The isolation lasted until the first half of the 1900s, when a bumpy road connecting Tlamacazapa with the outside world was finally constructed. Electricity – enough to barely power a small appliance in the average customer’s home – and a few telephone lines also arrived.

“The people never used to leave,” Lopez said.

Nowadays, many men from the town fan out across Mexico, hawking baskets of all shapes and sizes. Prices depend mainly on the distance the sellers travel and the basket size. The women stay behind, producing additional baskets and maintaining households.
Compared to some of his peers, Lopez sticks pretty close to home. On an average weekend, he sells between one and three baskets in Cuernavaca. Foreigners sometimes take home baskets, but “Pochos,” Mexicans back visiting from the United States, purchase more.

“They’re good customers,” he commented. “They pay well.”

Foreigners buy too, “But only when they’re on vacation.”

When working in Cuernavaca, he crashes in a room rented by his sons.

In addition to haggling with stingy customers, Tlamacazapa vendors like Lopez often battle with unscrupulous local officials, who sometimes demand exorbitant fees for permits and confiscate merchandise when payment isn’t forthcoming.

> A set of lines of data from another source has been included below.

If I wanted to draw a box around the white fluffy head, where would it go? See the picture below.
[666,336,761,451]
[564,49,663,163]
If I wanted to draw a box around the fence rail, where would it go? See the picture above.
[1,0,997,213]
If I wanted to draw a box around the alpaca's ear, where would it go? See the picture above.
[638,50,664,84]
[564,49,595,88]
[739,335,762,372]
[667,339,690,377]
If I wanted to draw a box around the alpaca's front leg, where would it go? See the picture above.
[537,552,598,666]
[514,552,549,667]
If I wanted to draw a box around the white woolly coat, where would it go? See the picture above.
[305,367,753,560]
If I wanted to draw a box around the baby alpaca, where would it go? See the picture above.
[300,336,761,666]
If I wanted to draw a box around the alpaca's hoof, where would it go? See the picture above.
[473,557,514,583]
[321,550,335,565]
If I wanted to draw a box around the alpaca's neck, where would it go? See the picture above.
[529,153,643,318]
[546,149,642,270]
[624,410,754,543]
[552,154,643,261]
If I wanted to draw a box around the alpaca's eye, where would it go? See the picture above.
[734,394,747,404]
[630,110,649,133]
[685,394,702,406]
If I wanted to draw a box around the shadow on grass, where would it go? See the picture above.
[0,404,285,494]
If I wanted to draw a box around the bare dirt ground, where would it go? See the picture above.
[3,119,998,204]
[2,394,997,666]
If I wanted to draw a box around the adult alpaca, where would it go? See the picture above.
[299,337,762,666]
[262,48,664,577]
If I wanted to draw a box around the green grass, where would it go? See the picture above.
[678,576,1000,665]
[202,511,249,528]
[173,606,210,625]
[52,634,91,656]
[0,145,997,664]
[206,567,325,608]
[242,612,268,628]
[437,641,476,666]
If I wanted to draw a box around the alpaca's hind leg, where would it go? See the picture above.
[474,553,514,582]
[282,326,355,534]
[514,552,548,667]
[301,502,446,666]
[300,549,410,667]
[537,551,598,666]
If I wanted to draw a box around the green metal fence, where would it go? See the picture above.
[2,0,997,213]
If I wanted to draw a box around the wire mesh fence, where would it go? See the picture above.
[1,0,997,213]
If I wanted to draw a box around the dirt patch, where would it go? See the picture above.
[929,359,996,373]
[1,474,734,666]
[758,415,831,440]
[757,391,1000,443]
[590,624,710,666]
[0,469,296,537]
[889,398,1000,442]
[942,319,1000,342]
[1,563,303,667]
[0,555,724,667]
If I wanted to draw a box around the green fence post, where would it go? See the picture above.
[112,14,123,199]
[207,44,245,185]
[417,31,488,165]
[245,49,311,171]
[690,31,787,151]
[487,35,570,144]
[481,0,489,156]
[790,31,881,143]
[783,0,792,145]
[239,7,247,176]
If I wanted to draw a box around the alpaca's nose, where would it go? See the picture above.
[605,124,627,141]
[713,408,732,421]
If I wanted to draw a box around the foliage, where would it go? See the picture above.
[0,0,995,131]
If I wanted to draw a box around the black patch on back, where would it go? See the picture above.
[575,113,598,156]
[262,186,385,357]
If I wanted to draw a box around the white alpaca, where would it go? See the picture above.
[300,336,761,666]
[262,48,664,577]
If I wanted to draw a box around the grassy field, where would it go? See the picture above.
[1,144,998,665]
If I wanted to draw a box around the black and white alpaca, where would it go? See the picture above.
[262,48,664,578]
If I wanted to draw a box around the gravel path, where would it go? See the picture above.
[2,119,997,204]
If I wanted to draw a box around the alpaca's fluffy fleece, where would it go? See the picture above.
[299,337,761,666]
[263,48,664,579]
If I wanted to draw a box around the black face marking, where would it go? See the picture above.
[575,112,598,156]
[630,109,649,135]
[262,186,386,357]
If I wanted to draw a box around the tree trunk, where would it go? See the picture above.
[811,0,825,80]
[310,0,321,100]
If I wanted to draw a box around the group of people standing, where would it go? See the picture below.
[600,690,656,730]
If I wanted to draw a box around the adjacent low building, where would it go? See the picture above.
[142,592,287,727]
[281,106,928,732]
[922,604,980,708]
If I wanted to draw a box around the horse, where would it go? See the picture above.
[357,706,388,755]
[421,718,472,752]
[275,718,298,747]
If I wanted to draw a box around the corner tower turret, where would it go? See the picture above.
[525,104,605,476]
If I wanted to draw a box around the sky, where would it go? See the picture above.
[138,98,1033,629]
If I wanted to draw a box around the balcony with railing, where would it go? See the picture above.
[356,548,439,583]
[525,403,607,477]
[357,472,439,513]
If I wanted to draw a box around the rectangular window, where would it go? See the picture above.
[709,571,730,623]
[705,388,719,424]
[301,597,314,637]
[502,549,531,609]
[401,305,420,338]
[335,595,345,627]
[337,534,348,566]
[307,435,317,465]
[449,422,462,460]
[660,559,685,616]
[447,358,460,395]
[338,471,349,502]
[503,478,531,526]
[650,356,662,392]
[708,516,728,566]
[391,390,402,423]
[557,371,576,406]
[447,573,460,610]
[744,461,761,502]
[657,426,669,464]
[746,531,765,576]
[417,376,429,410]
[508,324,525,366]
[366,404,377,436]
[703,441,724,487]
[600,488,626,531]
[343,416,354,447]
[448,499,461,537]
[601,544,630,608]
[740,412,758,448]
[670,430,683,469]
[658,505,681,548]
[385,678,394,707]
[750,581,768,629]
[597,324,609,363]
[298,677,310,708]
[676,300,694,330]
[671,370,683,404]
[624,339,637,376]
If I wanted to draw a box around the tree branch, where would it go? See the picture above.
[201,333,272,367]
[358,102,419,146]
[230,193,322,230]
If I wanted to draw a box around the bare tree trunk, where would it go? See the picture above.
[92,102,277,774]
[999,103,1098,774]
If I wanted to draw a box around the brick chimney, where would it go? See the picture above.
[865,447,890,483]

“Sometimes they seize our merchandise and remove it from the area,” he explained.

Buyers frequently travel up the rocky roadway dotted with political posters, roadside crosses and impromptu garbage dumps between Tlamacazapa and Buenavista, Guerrero (another road runs to Taxco, the municipal seat), but they seldom offer fair prices. Lopez occasionally sells to the middlemen, but only when desperate.

“Sometimes if you need food, you’ll sell,” he said.

According to Lopez, “The first time a buyer comes he offers a fair price.” But with each subsequent visit, the prices become less generous. A typical buyer offers only 80 pesos for a large basket. The palm leaves needed for weaving a typical basket often cost the same amount.

To save money, Lopez and his fellow vendors sometimes forgo taking a 20-peso combi ride to Buenavista or Taxco, instead trekking three hours along a mountainous path, which connects the town with a major highway junction.

“Sometimes I walk, hauling my merchandise, when I don’t have enough bus fare,” Lopez explained.

Additionally, Lopez often scours the nearby countryside for palm leaves to save a few pesos. The palm leaves are cut and painted prior to weaving. Each piece is methodically incorporated into the design.

Although it’s a tough way to eke out a living, Lopez seldom complains. He cheerfully recounted stories of living in Tlamacazapa and his adventures selling baskets during a recent visit by foreigners. His daughter Erika, a bubbly 14-year-old with a bright smile and playful nature, acted as a guide. Like many teenagers, she stopped attending school, even though the town has a telesecundaria (a junior high school with instruction via television). Most Tlamacazapa residents marry young.

And the vast majority will continue weaving baskets for the foreseeable future. As Lopez put it: “Here, we don’t have any other work except for the baskets.”